Apple, it turns out, is aware of this, so it’s re-building the maps part of Maps.
It’s doing this by using first-party data gathered by iPhones with a privacy-first methodology and its own fleet of cars packed with sensors and cameras. The new product will launch in San Francisco and the Bay Area with the next iOS 12 beta and will cover Northern California by fall.
Every version of iOS will get the updated maps eventually, and they will be more responsive to changes in roadways and construction, more visually rich depending on the specific context they’re viewed in and feature more detailed ground cover, foliage, pools, pedestrian pathways and more.
This is nothing less than a full re-set of Maps and it’s been four years in the making, which is when Apple began to develop its new data-gathering systems. Eventually, Apple will no longer rely on third-party data to provide the basis for its maps, which has been one of its major pitfalls from the beginning.
This is huge news. As Panzarino points out, only one other company owns a data set like this, and that’s Google. Mark Gurman first reported on this project for 9to5Mac in 2015.
It’s also a gigantic undertaking — obviously. It combines truly anonymized and minimized data gathered from iPhones — which can be turned off — with data gathered from those Apple Maps vehicles that have been driving around nearly a dozen countries over the past few years. Those vehicles are gathering more than just images and information about the roads; they’re also helping model cities in 3D.
It really does seem like Apple is committed to radically improving the most painful parts of their mapping data. They trusted that the information they were getting from third-party sources was accurate; but, in my experience, the majority of errors I’ve reported have been for places that were permanently shut long before Apple Maps launched. There simply wasn’t a mechanism in place at launch to verify that this third-party information was correct. Five years ago, they started hiring people as their “ground truth” team, but that doesn’t seem to have had the effect they wanted. So, they’re starting from scratch with the source data and, as Panzarino reports, have made it easier for their staff to keep everything up to date. Whether they actually can do so, at worldwide scale, is another matter; I have my doubts.

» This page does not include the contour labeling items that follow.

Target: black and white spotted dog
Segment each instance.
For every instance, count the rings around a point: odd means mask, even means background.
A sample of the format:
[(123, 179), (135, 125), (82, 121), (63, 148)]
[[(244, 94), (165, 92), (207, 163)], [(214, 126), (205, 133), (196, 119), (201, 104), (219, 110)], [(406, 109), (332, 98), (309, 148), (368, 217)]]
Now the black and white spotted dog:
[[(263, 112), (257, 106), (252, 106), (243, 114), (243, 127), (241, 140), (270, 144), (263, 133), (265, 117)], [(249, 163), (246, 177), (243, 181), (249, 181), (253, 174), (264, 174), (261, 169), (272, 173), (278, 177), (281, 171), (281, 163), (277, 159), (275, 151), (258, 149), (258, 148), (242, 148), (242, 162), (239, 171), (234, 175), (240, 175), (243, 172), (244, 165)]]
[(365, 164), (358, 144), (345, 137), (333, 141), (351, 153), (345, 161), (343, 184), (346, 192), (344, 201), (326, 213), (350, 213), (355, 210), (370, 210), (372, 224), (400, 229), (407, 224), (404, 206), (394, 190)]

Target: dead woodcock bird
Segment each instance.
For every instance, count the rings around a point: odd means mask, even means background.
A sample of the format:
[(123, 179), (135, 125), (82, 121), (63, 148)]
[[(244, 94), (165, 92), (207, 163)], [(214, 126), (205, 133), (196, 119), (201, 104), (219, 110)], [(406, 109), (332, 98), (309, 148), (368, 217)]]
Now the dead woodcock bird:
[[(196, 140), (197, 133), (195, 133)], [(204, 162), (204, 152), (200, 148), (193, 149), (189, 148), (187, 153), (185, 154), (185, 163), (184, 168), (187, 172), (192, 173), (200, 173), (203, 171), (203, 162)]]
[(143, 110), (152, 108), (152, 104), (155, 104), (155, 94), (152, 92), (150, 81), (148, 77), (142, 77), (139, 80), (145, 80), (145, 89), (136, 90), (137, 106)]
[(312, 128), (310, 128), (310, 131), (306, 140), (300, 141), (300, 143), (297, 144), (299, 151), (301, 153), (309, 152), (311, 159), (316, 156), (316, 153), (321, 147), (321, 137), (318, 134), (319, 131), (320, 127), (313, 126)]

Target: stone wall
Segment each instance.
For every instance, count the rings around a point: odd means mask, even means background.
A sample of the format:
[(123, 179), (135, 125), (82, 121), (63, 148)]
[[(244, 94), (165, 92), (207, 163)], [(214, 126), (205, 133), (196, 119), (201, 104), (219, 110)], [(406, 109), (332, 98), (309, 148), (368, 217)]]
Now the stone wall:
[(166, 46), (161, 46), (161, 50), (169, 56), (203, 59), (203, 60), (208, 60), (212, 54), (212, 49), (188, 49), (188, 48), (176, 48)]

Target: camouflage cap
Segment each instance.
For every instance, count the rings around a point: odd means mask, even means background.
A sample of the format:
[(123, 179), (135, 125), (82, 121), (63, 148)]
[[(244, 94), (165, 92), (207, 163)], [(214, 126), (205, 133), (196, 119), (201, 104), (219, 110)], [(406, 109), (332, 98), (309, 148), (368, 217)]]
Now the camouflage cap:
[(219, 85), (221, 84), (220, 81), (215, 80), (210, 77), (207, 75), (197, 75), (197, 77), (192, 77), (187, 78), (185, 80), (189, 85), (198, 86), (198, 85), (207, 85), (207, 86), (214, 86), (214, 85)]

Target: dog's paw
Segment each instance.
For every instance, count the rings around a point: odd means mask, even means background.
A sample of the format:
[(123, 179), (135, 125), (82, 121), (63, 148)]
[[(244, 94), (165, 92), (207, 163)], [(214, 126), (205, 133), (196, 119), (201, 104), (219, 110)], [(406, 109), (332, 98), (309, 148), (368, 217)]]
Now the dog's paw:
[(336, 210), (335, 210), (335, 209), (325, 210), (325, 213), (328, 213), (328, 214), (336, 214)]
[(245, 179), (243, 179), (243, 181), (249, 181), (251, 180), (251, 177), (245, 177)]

Apple says that they will be rolling this out across the United States next year, after launching initially in the Bay Area, of course. They’ve been driving extensively throughout the U.K. for about the same amount of time as in the U.S., so I would imagine that its revised cartography won’t be far behind.
Apple hasn’t even begun to drive Canada yet, though — not even Toronto. However, I’ve been watching their vehicle schedule page for a while and there are some smaller communities in the U.S. that they seem to have driven through over and over. My guess is that they’ve been perfecting the vehicle rig, and will rapidly scale their use of those rigs worldwide. The biggest question now is: when can we expect Maps to be entirely powered by Apple’s own data? It has already been six years since Apple launched their own Maps app with iOS 6, and it seems like there’s still a long way to go before they are no longer dependent on third parties like Tom Tom and Yelp.